Amnesty International said today it “categorically stands by Pegasus Project findings” and rejected “false rumours pushed on social media”.
The clarification came as reports and social media posts suggested the human rights body had denied saying that a leaked list of phone numbers was linked to the Israeli NSO Group’s Pegasus spyware.
Amnesty said it was putting out the statement “in response to false allegations on social media and inaccurate media stories” linked to the Pegasus Project.

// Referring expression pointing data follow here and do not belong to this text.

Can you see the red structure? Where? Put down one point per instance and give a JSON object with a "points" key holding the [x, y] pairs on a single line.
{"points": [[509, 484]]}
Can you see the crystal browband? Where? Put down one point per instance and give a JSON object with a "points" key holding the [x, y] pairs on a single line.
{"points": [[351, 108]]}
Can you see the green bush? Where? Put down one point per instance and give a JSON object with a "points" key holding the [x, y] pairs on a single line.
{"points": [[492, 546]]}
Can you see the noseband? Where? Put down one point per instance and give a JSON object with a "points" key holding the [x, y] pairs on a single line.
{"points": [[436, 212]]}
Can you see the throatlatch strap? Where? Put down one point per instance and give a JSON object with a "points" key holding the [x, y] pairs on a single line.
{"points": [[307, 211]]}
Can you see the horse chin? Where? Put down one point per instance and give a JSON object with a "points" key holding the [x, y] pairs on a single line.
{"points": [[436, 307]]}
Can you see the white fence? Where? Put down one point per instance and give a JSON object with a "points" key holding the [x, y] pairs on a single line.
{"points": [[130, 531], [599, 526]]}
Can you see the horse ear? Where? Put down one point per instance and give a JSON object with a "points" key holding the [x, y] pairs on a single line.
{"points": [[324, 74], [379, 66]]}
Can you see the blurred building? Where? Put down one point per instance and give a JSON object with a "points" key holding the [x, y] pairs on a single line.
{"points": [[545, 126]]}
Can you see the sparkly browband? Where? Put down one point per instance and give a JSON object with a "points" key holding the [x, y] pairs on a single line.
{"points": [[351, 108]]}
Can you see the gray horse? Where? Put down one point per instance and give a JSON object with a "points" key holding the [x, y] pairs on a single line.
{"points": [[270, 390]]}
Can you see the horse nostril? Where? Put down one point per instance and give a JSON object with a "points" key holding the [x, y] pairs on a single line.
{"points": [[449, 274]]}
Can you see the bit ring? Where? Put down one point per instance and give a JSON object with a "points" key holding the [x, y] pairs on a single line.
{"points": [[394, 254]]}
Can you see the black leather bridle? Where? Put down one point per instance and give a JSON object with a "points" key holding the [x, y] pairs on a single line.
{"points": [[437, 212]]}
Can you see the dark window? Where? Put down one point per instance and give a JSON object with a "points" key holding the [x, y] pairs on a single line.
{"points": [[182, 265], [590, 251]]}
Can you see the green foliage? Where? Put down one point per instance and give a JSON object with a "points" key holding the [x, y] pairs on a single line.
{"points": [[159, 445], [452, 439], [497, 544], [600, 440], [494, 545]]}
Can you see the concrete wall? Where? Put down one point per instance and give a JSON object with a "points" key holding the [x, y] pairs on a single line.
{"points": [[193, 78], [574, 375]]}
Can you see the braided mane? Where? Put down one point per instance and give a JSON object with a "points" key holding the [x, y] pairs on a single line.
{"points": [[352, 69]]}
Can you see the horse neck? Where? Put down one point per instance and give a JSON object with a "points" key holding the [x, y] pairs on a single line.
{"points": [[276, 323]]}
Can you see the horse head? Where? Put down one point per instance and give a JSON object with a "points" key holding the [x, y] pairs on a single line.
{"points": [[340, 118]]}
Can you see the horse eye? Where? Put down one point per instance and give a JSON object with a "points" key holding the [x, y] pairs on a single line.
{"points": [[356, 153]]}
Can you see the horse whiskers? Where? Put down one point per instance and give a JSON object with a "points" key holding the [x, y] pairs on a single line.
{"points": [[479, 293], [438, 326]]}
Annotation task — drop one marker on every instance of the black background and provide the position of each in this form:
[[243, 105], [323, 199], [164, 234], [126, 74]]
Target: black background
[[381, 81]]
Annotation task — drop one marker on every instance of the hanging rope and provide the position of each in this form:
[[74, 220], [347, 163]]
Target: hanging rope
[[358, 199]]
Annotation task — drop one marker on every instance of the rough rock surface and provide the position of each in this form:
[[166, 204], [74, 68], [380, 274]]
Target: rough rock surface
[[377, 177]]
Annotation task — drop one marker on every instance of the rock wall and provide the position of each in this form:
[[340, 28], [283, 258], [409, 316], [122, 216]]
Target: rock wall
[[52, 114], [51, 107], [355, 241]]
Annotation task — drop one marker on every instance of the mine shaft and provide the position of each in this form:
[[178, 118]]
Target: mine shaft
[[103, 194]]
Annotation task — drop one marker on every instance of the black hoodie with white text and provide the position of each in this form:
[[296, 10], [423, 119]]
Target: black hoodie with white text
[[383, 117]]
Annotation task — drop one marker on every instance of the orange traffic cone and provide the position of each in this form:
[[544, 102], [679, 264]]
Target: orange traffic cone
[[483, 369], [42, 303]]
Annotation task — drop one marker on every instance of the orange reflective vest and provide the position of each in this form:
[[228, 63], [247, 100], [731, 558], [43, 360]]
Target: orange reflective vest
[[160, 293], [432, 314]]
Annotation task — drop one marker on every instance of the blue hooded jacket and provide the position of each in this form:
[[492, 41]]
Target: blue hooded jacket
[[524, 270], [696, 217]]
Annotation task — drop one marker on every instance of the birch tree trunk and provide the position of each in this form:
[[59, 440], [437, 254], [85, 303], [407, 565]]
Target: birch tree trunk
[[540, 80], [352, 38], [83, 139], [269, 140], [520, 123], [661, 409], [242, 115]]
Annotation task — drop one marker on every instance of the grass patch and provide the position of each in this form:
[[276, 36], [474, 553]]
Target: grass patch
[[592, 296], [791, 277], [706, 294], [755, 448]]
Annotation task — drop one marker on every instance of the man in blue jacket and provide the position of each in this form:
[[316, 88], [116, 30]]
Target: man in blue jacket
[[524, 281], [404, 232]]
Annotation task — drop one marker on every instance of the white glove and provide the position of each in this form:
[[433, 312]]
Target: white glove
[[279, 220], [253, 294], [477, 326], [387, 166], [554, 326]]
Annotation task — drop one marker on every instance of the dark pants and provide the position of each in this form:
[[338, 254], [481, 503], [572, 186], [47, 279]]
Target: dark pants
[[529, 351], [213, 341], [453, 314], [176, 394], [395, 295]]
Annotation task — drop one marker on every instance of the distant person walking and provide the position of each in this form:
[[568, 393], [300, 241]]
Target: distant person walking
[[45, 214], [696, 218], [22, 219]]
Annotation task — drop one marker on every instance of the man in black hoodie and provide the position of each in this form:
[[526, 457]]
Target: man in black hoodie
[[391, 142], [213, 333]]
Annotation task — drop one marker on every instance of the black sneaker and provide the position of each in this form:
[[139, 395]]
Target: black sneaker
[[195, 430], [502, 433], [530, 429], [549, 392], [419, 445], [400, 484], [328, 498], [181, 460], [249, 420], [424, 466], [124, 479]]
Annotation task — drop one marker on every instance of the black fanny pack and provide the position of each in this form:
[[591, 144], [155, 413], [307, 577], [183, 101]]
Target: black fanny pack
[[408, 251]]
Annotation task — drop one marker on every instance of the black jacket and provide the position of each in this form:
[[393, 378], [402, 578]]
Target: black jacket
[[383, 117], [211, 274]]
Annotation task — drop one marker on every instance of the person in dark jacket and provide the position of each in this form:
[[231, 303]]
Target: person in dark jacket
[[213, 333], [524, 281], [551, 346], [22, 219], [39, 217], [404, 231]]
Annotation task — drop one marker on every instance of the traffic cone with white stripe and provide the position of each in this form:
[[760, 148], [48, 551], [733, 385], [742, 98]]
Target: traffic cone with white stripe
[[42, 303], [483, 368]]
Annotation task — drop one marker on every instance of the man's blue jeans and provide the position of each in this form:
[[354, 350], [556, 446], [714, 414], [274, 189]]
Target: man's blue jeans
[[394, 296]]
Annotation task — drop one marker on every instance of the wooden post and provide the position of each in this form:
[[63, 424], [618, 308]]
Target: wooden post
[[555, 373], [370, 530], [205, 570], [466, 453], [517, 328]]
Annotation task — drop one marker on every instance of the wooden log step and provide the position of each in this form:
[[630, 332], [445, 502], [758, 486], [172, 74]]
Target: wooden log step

“Amnesty International categorically stands by the findings of the Pegasus Project, and that the data is irrefutably linked to potential targets of NSO Group’s Pegasus spyware. The false rumours being pushed on social media are intended to distract from the widespread unlawful targeting of journalists, activists and others that the Pegasus Project has revealed,” the statement said.
Earlier, an Israeli media report had quoted Amnesty as saying that the list was of numbers of interest to NSO customers, or “the kind of people NSO clients might like to spy on”.
“Amnesty and the investigative journalists and media outlets they work with have made clear from the outset in very clear language that this is a list of numbers marked as numbers of interest to NSO customers, meaning they are the kind of people NSO clients might like to spy on,” a statement cited in the report had said.
“The list contains the kind of people NSO’s clients would ordinarily be interested in spying on, but the list isn’t specifically a list of people who were spied on — though a very small subset of people on the list were indeed spied on,” the report quoted Amnesty as saying.
The statement was widely shared on social media, and reported on by other media houses, with supporters of the ruling BJP using it to discredit reports by The Wire, Washington Post and other media organisations that are part of the “Pegasus Project”.
Over the past few days, these reports have revealed, citing a leaked NSO database, that the numbers of Congress leader Rahul Gandhi and other opposition politicians, poll strategist Prashant Kishor, two union ministers, Trinamool Congress leader Abhishek Banerjee and some 40 journalists were selected as potential targets of snooping. There are 300 numbers in India but no evidence that all numbers were hacked.
The government has denied any role in snooping. There is no substance to the reports of spying, said new IT Minister Ashwini Vaishnaw in parliament on Monday, hours before he was revealed to be one of the potential targets.
Yesterday, NSO — which claims it supplies its software only to “vetted” governments for control of terrorism and crime — reiterated that the list is “not a list of targets or potential targets of Pegasus. The numbers in the list are not related to NSO group. Any claim that a name in the list is necessarily related to a Pegasus target or Pegasus potential target is erroneous and false”.